Demand for computing ‘skyrocketing’

Meanwhile, just as Beijing was revealing its plans to grow the city’s AI industry, the CEO of the world’s leading semiconductor company, Nvidia, told an event in the United States that demand for computing resources is “skyrocketing” due to the rapid advancement of AI models, calling it an “intense race” to the next frontier of the tech. 

“Computing has been fundamentally reshaped as a result of accelerated computing, as a result of artificial intelligence,” said Jensen Huang, speaking at the Nvidia live event in Las Vegas. “What that means is some $10 trillion or so of the last decade of computing is now being modernized to this new way of doing computing.”

Highlighting the intense competition in AI, the Nvidia CEO noted that “the amount of computation necessary for AI is skyrocketing. The demand for Nvidia GPUs is skyrocketing. It’s skyrocketing because models are increasing by a factor of 10, an order of magnitude every single year.”

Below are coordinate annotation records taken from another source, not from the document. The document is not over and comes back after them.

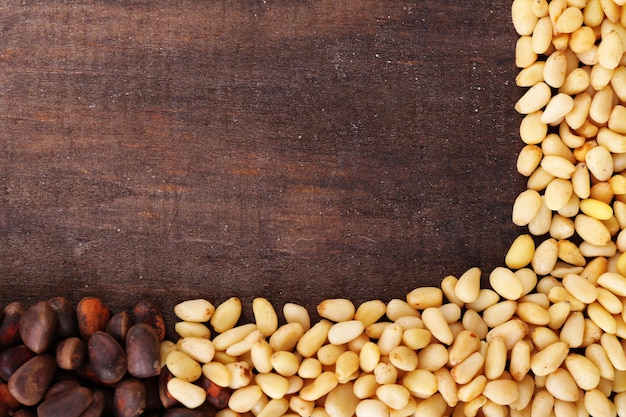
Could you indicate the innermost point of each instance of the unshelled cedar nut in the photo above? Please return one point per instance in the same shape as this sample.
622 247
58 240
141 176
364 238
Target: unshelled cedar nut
92 315
67 325
10 325
38 327
107 359
31 380
145 311
69 403
118 326
130 398
12 358
71 353
143 351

According to Huang, “Every single six months, a new model is emerging, and these models are getting smarter and smarter… Because of that, you could see the number of downloads has exploded.”

With this in mind, he also discussed a number of specific developments for Nvidia in the coming year, including unveiling Rubin, the company’s first extreme-codesigned, six-chip AI platform, which is now in full production.

With Rubin, Nvidia aims to “push AI to the next frontier,” said Huang, who claimed the platform will make large-scale AI far more economical to deploy.